Observations from MC4R deficient patients suggest that rapid pubertal growth due to MC4R dysfunction may occur as a consequence of pubertal growth hormone (GH) excess. This contradicts the anabolic actions of GH relative to insulin in sustaining endogenous fatty acid and glucose homeostasis during periods of excess energy intake. We anticipate that rapid pubertal growth in hyperphagic MC4R deficient patients occur secondary to metabolic alterations that sustain fatty acid and glucose balance in response to hyperphagia. To address this, we assessed the relationship between pulsatile GH secretion and linear growth throughout hyperphagia induced weight gain in the MC4R knockout (MC4RKO) mouse model, and demonstrate the inverse relationship between GH and insulin in modulating adiposity, and fatty acid and glucose homeostasis.
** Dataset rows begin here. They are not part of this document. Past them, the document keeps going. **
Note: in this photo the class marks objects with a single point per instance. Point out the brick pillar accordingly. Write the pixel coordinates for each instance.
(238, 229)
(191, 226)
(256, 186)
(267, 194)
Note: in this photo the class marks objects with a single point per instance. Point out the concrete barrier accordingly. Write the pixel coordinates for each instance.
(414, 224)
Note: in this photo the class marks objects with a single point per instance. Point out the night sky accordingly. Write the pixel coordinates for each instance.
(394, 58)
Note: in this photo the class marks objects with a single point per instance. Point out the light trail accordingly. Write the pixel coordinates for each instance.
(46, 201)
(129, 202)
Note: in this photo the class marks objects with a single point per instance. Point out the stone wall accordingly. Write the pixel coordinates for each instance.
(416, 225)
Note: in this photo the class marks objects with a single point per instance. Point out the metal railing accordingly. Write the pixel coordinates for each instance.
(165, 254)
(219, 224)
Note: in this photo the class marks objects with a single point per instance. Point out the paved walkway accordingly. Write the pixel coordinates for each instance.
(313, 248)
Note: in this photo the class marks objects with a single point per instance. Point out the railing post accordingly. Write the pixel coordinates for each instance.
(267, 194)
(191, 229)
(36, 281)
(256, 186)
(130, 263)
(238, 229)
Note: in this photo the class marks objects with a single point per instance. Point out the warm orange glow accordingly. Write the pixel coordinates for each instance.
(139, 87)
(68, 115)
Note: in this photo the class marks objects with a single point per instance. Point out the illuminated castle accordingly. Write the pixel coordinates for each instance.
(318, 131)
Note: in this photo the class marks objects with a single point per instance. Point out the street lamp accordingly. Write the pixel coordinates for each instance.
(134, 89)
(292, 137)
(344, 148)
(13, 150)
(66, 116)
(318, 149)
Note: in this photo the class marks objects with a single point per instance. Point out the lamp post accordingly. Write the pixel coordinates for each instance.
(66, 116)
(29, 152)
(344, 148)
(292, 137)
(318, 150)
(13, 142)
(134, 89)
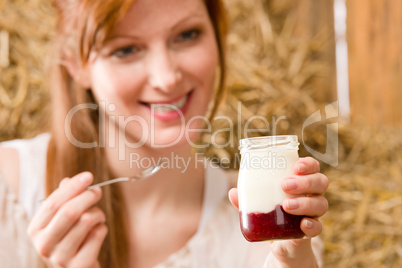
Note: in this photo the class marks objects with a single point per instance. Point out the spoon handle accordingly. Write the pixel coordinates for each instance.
(108, 182)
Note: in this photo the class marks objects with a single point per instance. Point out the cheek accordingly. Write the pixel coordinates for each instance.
(203, 63)
(111, 83)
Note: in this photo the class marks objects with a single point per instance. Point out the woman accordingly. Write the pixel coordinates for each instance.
(131, 80)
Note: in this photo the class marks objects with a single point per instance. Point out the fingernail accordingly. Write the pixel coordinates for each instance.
(301, 168)
(309, 224)
(291, 184)
(293, 203)
(86, 178)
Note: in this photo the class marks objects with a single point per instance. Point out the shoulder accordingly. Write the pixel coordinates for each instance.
(9, 167)
(18, 155)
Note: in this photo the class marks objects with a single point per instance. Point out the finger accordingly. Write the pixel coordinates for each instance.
(88, 253)
(51, 205)
(314, 206)
(311, 227)
(307, 165)
(63, 181)
(72, 241)
(233, 197)
(64, 219)
(315, 184)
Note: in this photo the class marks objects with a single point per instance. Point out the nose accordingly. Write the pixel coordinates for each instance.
(163, 71)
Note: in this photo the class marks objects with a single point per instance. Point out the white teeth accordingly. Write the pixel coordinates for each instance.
(169, 107)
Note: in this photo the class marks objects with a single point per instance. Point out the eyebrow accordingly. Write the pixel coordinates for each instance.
(176, 25)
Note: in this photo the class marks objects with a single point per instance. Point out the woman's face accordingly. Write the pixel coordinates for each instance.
(157, 70)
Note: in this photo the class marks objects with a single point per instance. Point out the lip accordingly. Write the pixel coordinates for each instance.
(173, 115)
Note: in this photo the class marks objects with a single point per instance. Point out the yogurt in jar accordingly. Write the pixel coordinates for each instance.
(265, 162)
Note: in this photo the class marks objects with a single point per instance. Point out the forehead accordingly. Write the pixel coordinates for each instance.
(150, 15)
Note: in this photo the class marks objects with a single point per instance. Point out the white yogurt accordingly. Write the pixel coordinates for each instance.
(262, 170)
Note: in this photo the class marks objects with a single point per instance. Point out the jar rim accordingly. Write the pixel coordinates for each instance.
(270, 142)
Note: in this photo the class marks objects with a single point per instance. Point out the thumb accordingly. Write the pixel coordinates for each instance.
(233, 197)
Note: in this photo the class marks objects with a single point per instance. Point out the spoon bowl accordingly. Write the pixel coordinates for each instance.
(140, 176)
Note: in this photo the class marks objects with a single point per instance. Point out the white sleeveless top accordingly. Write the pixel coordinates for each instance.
(218, 241)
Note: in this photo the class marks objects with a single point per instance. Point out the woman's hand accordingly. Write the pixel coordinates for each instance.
(68, 230)
(311, 185)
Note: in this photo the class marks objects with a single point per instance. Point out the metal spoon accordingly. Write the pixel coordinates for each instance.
(140, 176)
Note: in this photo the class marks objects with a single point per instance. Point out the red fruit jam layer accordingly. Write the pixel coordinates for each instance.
(274, 225)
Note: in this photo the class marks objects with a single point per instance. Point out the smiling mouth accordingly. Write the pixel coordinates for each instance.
(169, 107)
(166, 107)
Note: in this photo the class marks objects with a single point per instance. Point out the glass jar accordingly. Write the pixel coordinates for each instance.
(265, 162)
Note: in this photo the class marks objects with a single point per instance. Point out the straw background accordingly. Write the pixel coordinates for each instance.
(271, 73)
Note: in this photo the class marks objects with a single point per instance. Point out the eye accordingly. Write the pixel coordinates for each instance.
(125, 51)
(189, 35)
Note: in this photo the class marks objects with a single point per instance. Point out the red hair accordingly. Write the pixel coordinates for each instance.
(83, 26)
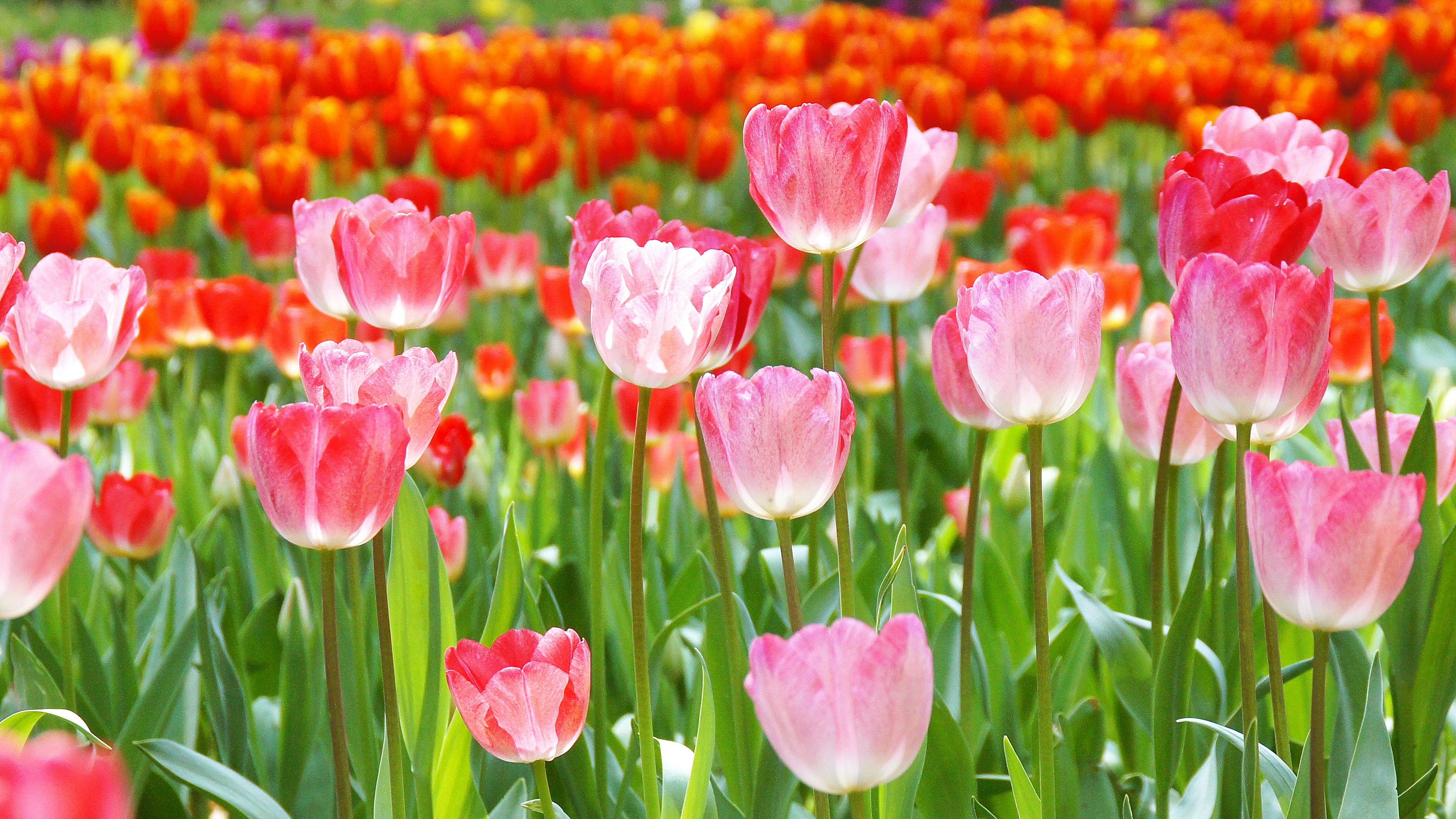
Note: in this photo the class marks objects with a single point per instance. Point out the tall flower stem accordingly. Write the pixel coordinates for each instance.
(644, 686)
(973, 508)
(1382, 435)
(1046, 758)
(1246, 596)
(343, 796)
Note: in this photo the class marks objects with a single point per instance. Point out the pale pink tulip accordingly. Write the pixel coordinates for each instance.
(1145, 381)
(899, 263)
(73, 321)
(1031, 343)
(1401, 428)
(1378, 237)
(826, 178)
(328, 477)
(44, 503)
(1331, 549)
(1295, 148)
(350, 372)
(777, 442)
(844, 707)
(1250, 340)
(656, 309)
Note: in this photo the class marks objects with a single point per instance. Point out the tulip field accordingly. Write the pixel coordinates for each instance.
(825, 411)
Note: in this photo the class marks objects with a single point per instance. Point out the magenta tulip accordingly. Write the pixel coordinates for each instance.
(826, 178)
(778, 442)
(1250, 340)
(1331, 549)
(1378, 237)
(1031, 343)
(328, 477)
(844, 707)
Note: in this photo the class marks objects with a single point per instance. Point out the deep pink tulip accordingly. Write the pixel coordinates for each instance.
(1250, 339)
(52, 777)
(450, 534)
(503, 263)
(927, 162)
(132, 516)
(1331, 549)
(525, 698)
(123, 395)
(826, 178)
(328, 477)
(1295, 148)
(1401, 428)
(44, 503)
(1031, 343)
(1210, 203)
(350, 372)
(401, 269)
(548, 411)
(656, 309)
(899, 263)
(1378, 237)
(844, 707)
(73, 321)
(953, 378)
(1145, 381)
(778, 442)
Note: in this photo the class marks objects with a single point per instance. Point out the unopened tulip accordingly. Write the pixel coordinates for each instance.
(73, 321)
(778, 442)
(656, 309)
(899, 263)
(1273, 321)
(1011, 324)
(44, 502)
(414, 382)
(1401, 429)
(844, 707)
(132, 516)
(328, 477)
(826, 178)
(1145, 381)
(525, 698)
(1378, 237)
(1295, 148)
(1331, 549)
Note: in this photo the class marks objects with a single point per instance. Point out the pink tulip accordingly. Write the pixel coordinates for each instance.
(826, 178)
(1378, 237)
(1331, 549)
(1250, 339)
(44, 503)
(328, 477)
(525, 698)
(845, 709)
(73, 321)
(1031, 343)
(1283, 142)
(503, 263)
(398, 267)
(656, 309)
(450, 534)
(1145, 381)
(1401, 429)
(899, 263)
(928, 159)
(778, 442)
(52, 777)
(953, 378)
(548, 411)
(350, 372)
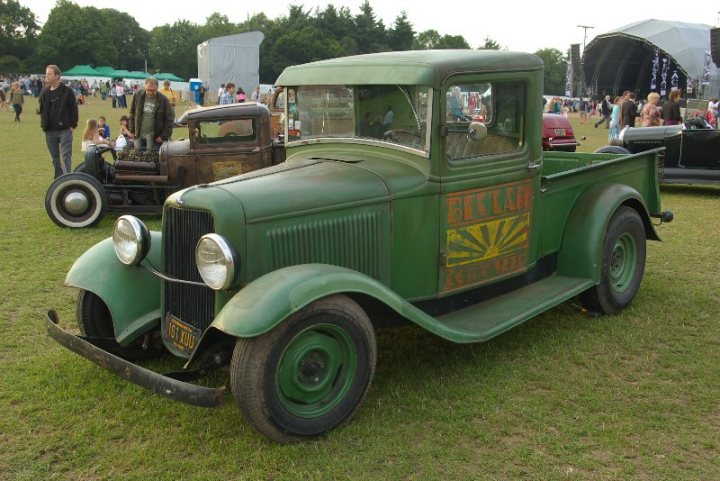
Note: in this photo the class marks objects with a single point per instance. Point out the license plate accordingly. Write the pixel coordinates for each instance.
(180, 335)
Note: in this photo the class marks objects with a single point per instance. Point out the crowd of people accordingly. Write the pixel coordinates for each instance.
(152, 110)
(626, 111)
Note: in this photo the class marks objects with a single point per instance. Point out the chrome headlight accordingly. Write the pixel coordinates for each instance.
(216, 259)
(131, 240)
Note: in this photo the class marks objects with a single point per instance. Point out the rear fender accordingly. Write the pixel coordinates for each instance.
(131, 293)
(581, 248)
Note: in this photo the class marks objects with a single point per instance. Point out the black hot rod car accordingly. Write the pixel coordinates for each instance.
(692, 150)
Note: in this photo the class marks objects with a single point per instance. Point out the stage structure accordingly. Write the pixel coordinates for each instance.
(233, 58)
(652, 56)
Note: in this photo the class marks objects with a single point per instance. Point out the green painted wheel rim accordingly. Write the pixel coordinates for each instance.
(622, 262)
(316, 370)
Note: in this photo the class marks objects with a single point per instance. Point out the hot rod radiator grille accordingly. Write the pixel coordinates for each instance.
(351, 241)
(182, 228)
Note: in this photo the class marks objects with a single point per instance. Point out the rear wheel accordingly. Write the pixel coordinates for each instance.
(308, 375)
(622, 264)
(76, 200)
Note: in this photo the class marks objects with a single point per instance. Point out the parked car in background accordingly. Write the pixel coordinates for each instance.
(222, 141)
(558, 133)
(692, 150)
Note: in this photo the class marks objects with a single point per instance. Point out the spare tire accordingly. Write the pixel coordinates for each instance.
(76, 200)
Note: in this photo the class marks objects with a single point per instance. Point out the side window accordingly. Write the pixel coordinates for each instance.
(493, 108)
(225, 131)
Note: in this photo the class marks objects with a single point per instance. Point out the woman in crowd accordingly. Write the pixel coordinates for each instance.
(91, 136)
(671, 109)
(650, 114)
(17, 100)
(614, 129)
(125, 132)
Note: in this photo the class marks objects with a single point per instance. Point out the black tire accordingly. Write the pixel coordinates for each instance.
(76, 200)
(94, 320)
(93, 316)
(325, 353)
(622, 264)
(612, 149)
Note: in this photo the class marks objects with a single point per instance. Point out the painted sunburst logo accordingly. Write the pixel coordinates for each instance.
(481, 242)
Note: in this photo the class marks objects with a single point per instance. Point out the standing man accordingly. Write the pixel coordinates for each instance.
(628, 111)
(151, 116)
(58, 118)
(605, 110)
(167, 92)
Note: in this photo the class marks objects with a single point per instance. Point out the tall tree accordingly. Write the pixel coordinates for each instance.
(126, 42)
(402, 35)
(431, 39)
(490, 44)
(18, 29)
(555, 67)
(217, 25)
(71, 36)
(173, 48)
(370, 33)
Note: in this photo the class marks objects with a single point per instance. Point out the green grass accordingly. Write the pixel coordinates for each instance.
(563, 397)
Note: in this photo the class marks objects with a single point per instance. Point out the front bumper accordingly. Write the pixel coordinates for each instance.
(155, 382)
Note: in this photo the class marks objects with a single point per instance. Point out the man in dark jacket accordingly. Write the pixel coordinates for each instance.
(605, 110)
(58, 117)
(151, 116)
(628, 111)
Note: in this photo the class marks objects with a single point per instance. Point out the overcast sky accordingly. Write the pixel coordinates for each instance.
(517, 25)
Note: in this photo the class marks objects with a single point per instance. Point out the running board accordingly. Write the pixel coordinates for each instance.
(487, 319)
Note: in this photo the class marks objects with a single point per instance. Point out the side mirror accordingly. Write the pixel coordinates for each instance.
(477, 131)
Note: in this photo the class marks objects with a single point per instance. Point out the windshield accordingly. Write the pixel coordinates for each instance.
(394, 114)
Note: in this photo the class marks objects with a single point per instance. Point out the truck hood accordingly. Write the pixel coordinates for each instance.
(304, 186)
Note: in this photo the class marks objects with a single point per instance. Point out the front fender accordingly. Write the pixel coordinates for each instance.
(267, 301)
(581, 248)
(131, 293)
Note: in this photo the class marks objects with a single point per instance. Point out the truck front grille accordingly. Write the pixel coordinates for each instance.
(182, 229)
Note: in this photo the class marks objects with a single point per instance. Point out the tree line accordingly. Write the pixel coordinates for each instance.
(87, 35)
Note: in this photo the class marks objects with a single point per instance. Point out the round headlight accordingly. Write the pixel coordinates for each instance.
(131, 240)
(215, 259)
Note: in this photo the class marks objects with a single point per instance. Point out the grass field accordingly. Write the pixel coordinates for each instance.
(563, 397)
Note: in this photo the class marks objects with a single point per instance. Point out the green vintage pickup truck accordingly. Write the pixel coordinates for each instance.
(415, 190)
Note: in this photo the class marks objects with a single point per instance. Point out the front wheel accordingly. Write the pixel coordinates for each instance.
(76, 200)
(310, 374)
(622, 264)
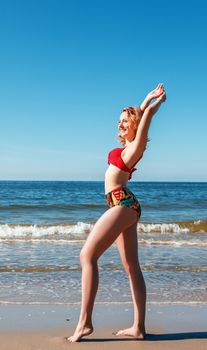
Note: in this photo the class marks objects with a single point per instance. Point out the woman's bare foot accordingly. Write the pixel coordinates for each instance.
(131, 332)
(79, 333)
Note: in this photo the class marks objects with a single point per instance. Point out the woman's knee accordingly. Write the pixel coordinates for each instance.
(131, 268)
(86, 256)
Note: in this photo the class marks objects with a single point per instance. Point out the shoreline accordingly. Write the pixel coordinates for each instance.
(29, 327)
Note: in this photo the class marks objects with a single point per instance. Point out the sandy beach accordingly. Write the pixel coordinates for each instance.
(26, 327)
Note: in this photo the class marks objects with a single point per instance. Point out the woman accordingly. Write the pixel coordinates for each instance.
(119, 223)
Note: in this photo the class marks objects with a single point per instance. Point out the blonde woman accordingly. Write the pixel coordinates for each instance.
(119, 223)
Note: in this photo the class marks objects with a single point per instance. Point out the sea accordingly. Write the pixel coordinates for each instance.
(44, 224)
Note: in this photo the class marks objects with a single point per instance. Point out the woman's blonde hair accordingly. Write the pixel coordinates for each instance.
(135, 115)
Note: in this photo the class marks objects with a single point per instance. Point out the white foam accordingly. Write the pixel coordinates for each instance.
(161, 228)
(33, 231)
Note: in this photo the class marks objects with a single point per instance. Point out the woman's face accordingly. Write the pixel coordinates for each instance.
(126, 127)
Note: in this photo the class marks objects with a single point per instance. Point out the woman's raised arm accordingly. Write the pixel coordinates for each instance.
(138, 145)
(152, 95)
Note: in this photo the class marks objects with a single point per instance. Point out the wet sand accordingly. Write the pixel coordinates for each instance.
(29, 327)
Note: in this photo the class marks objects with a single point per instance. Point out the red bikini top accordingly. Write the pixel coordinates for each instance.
(114, 157)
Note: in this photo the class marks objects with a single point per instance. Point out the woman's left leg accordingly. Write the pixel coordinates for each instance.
(128, 250)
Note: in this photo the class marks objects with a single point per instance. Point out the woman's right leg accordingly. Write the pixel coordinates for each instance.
(104, 233)
(128, 250)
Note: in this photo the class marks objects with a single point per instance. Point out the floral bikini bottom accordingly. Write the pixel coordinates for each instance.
(124, 197)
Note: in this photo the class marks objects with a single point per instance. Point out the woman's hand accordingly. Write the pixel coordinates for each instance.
(157, 92)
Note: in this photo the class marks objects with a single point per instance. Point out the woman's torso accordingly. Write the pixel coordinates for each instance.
(118, 172)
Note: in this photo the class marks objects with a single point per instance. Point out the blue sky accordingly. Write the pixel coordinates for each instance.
(69, 67)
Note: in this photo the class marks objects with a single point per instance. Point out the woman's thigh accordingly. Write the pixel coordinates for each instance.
(128, 247)
(107, 229)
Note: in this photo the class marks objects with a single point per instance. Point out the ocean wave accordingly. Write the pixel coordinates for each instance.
(80, 230)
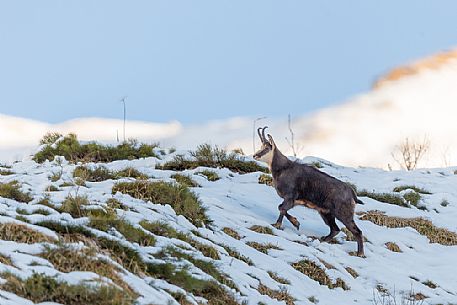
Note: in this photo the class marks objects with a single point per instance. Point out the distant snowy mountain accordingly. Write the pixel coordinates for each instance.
(417, 102)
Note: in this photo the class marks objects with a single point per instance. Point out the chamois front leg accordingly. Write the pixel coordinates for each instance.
(286, 205)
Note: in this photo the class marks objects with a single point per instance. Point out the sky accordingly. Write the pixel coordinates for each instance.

Our observations confirmed that hyperphagic MC4RKO mice developed profound GH deficiency, despite sustained rapid pubertal growth. Moreover, rapid linear growth did not coincide with circulating elevated insulin-like growth factor 1 (IGF-1) levels. Thus, rapid linear growth in MC4RKO mice does not occur as a consequence of increased GH/IGF-1 actions. The early suppression of GH release occurred alongside hyperphagia-associated hyperinsulinemia. Prevention of hyperphagia in MC4R KO mice by pair feeding attenuated hyperinsulinemia, normalized rate of linear growth, and restored pulsatile GH release. Circulating nonesterified free fatty acids (NEFA) and glucose were maintained, regardless of weight gain and increased adiposity. Thus, we proposed that altered GH/insulin balance in hyperphagic MC4RKO mice reflect metabolic adaptations that sustain NEFAs/glucose homeostasis in response to excess energy consumption. Consequently, we anticipate that hyperphagia-associated hyperinsulinemia contribute to the suppression of GH relative to increased adiposity. Second to this, hyperphagia-associated hyperinsulinemia mimic the growth-promoting actions of GH in driving linear growth in MC4RKO mice. Findings provide valuable insights underlying altered somatic growth during pubertal hyperphagia, and address misconceptions of GH dependent growth in obese-hyperinsulinemic adolescence.